Smallest town I lived in was a village in the Netherlands, called Well.
Heh -- the smallest city I've ever lived in is ~75,000 people.
10 addresses, 6 towns, 5 states, 2 coasts, 1 country
I've been skimming, and it made me wonder: from all the places that you've lived in, when you say the word "Home", what's the one that's in your mind's eyes? The one you're currently living in? The one you used to live in sometimes during childhood? The place you never lived in but wanted to, for some reason?
The closest town to my parents' farm is Clintonville, pop. around 4,700. Next closest is Embarrass, pop around 300. Their closest neighbor is about three or four-tenths of a mile away.
3 Provinces, 3 cities (though one is a "city" in name only) and 1 town.
Hi Nilly!
from all the places that you've lived in, when you say the word "Home", what's the one that's in your mind's eyes?
I love this question. For me, it's in flux right now. Fairbanks does pop up, but not often. SF is fast becoming the one that I visualize. Minneapolis never really stuck in my mind's eye - I always felt like a wanderer there.
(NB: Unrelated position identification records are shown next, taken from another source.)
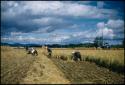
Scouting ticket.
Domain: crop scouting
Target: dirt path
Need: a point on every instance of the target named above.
(44, 71)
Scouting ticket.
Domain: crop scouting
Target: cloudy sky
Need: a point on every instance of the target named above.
(49, 22)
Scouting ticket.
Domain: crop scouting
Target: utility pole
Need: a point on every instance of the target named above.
(102, 37)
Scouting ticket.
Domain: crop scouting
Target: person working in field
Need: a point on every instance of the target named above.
(76, 56)
(49, 52)
(32, 51)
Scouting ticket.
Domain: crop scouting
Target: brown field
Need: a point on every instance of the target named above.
(19, 67)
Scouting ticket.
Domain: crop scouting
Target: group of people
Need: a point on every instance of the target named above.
(31, 50)
(75, 54)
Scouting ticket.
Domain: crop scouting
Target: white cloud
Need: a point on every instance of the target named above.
(47, 20)
(109, 28)
(115, 24)
(106, 32)
(58, 8)
(100, 25)
(100, 4)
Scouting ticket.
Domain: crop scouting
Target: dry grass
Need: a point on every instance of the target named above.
(112, 59)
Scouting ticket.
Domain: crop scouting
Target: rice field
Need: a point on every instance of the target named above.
(19, 67)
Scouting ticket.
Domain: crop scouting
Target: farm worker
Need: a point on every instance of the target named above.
(49, 51)
(76, 55)
(32, 50)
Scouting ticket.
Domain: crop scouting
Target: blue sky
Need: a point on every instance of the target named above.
(55, 22)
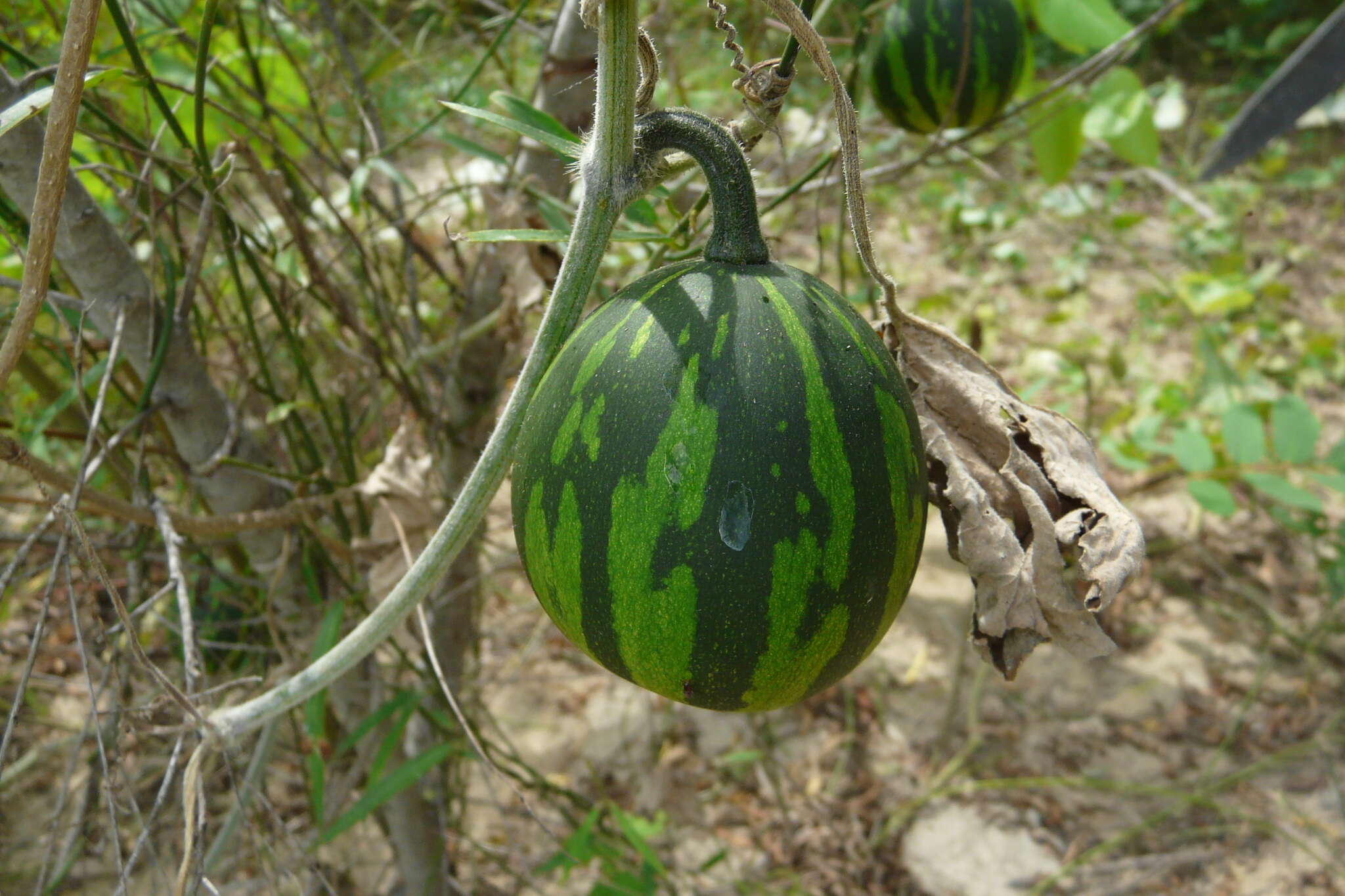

from all the places that you've lived in, when you say the word "Home"
kind of everywhere I've lived...but the place in my dreams that is most often "home" although I never lived there is the house my grandparents lived in for 50+ years. My grandmother sold it a few years before she died to move into assisted living and it was torn down completely and grass planted where it stood a couple of years ago. But it stands in my dreams as home to me still.
Now, I consider the city I live in now to be a city and not a suburb, because it didn't spring into being to house Big City overflow, but has a rich municiipal history all its own. But that might just be me.